MLOps: Big Picture in GCP

Park Chansung
Google Developer Experts
14 min readMay 11, 2021

Twitter has become the most important platform for various people to get recent news since famous theorist, practitioners, etc. in your interest are continuously posting what they have found, built, and more.

I believe I am not the only one who retweets whenever I encounter interesting tweets. I tell myself like “ok, this looks interesting, but I am not going to read it right now. Let me put it in my feed, so I can read it later on..”. But this never happens.

I have decided to build a small application that pushes a newsletter containing all the retweeted tweets every week.
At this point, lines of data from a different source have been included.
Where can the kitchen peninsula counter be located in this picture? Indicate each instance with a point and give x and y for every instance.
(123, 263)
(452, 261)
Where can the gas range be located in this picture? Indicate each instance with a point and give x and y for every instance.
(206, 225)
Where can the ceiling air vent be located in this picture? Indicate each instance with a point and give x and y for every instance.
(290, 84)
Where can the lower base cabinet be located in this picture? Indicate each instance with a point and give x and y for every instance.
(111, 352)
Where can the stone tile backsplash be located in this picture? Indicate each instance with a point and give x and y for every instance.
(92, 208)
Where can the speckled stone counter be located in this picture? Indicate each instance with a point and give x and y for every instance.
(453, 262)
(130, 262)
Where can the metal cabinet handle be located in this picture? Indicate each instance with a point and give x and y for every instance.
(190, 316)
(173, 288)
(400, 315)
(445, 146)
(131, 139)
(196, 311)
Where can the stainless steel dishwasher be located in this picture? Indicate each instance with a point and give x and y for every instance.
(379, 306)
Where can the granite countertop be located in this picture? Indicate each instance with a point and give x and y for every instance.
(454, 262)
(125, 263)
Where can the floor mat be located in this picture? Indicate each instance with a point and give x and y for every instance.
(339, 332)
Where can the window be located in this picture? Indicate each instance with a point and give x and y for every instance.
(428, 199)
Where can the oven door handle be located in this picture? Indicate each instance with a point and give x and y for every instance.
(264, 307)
However, if I just send them without any pre-processing, there is no difference from just scrolling around through the Twitter application. This is where Machine Learning might play a great role by classifying tweets in a meaningful way.

Overview

The name of this project is “personalized/curated newsletter service”, but I am not going to give an in-depth explanation in this blog post. Instead, I am going to provide a big picture about what is MLOps(Machine Learning Operations) and how you can realize it within GCP(Google Cloud Platform) environment.

The following components will be covered in this blog post with short descriptions. In-depth explanations are expected to be delivered with dedicated additional blog posts in the future.
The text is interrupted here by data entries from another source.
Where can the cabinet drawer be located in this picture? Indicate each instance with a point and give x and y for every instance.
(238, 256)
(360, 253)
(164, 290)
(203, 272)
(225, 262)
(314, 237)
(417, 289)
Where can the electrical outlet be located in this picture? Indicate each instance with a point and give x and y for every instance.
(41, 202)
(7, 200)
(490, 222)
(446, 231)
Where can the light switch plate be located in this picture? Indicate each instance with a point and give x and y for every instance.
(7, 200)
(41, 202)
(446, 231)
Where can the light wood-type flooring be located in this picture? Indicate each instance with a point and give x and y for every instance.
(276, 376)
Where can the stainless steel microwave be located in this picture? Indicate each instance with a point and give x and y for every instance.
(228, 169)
  • GCP Kubernetes Engine: manages underlying hardware resources and allocate appropriate resources to appropriate jobs.
  • GCP AI Platform (Pipeline): manages machine learning job dependencies by guaranteeing certain jobs should be run beforehand in Kubernetes environment.
  • TensorFlow Extended (TFX/MLOps): a high-level framework providing a handy way of write job specifications for AI Platform Pipeline and Kubernetes.
  • GCP AI Platform (Training): a distributed training service at scale with a highly flexible configurability.
  • GCP AI Platform (Prediction): a scalable model serving service with a unified end point and model version control.
  • GCP Cloud Storage: a filesystem service that you can save files that are commonly used for machine learning (CSV, Parquet, TFRecord,…)
  • GCP Cloud Function: a set of logics triggered based on event. You can listen on the changes of data in Cloud Storage and trigger running the machine learning pipeline for the newly collected data.
  • GCP Cloud Build / GitHub Action: a unit test and deploy service for a newly integrated/merged code base. The machine learning pipeline can be run upon the new codes for different data pre-processing or modeling.

These components can be combined all together to build an entire architecture for my toy project. It’s something like in Fig1. You don’t need to worry if you don’t understand what each component does. I will give short descriptions for each, and you can come back and check if it makes sense after you finished reading this blog post.
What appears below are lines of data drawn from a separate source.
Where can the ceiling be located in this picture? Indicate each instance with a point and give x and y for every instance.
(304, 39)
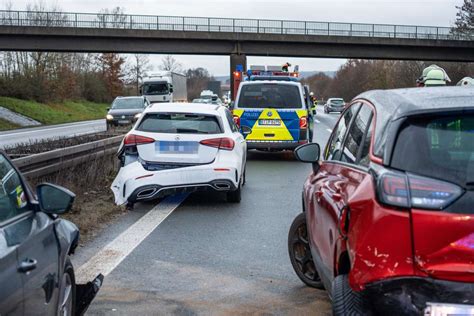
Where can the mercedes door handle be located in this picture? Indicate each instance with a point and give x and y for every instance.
(27, 265)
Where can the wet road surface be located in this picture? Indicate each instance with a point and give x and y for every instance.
(213, 257)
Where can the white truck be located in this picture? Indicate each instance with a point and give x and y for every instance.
(164, 86)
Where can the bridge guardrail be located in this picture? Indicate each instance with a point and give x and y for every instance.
(233, 25)
(42, 164)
Fig1. Overall Architecture

“curated newsletter service” sounds easy if you think only about the application part because it’s simply querying to public APIs. However, imagine you are the one who is building your own APIs, and that APIs are built on top of the power of machine learning.

Why Do We Need Machine Learning Operation?

This is better understood with another question “Why do we need to consider different CI/CD pipeline for machine learning project?”

I believe that the simplest answer to this question is “because the data changes over time whether or not you want”. Indeed we are not the main agents but the environment, and the environment makes changes to the data, and we can not stop the changes happening. So it makes sense that we always have to be prepared for such situation. Otherwise, we could take criticism because of the lack of responsibilities.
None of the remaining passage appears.